In the present case, the plaintiffs have by contract retained the title of the property for their own security, as they had the lawful right to do. If an individual were the defendant in an ordinary case, the law would hold that the plaintiffs could recover upon the strength of their legal title. So likewise, as we have seen, were the defendant an officer or agent of the General Government, holding the property in the name of the sovereign for public uses; this does not preclude the legal title from prevailing, according to the better opinion. It is difficult to perceive that the public can claim an estoppel upon any other principles than au individual, for the public is but an aggregate of individuals. Its rights, therefore, where the sover*218eignty is not concerned, is but the summation of the rights of a multitude of single persons. As said by a learned English judge, in a case where it was urged that a vendor’s lien could not be enforced against land taken by a railroad 'company, “the public can have no rights springing from injustice to others.” Walker v. W. H. & B. Railway, 12 Jur. N. S. 18.

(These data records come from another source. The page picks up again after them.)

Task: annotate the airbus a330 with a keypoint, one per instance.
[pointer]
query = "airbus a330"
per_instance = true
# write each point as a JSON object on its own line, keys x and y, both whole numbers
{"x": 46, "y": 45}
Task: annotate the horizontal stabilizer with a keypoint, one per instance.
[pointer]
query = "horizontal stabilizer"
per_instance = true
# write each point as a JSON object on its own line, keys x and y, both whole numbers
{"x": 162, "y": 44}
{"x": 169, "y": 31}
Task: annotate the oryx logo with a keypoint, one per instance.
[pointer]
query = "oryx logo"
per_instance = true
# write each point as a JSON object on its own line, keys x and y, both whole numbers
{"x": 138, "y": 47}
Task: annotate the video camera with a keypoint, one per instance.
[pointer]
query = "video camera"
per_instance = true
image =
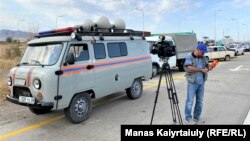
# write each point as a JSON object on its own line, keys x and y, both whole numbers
{"x": 163, "y": 48}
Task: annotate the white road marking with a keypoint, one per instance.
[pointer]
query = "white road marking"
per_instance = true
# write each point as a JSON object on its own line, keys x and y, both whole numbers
{"x": 239, "y": 68}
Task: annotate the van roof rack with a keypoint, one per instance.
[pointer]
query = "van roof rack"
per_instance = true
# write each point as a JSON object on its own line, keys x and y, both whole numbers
{"x": 93, "y": 32}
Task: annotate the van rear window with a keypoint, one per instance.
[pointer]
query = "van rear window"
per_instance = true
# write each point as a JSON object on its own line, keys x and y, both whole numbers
{"x": 117, "y": 49}
{"x": 99, "y": 50}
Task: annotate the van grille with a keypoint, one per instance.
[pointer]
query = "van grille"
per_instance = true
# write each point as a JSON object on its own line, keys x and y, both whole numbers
{"x": 21, "y": 91}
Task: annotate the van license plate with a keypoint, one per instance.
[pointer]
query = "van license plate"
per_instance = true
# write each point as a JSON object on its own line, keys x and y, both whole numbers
{"x": 29, "y": 100}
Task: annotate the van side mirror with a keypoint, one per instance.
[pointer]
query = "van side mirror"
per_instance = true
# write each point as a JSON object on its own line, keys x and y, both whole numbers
{"x": 70, "y": 58}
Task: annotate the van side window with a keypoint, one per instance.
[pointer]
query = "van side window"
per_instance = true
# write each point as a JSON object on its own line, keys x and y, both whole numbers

We can not see, moreover, that the public would be any more inconvenienced by the action of ejectment in this case at law, than they would by the enforcement of the vendor’s lien by a court of chancery, which would result in a sale of the land by order of that court, and, in the event of its purchase by the plaintiff or any other vendee, in the placing of such purchaser in the actual possession.' — 2 Story’s Eq. Jur. (12th Ed.), § 12315.

It would be no hardship on the defendant to compel a resort to a court of equity in this case, where a bill could be maintained, if at all, only by tendering payment of the balance due by them to the plaintiffs for the land, and which they had failed to pay. — Trenton Co. v. Chambers, 9 N. J. (Eq.) 471; Goodin v. Cincinnati Canal Co., 18 Ohio St. 169 ; Evans v. Missouri Railway Co., 64 Mo. 453.

The judgment is reversed, and the cause remanded.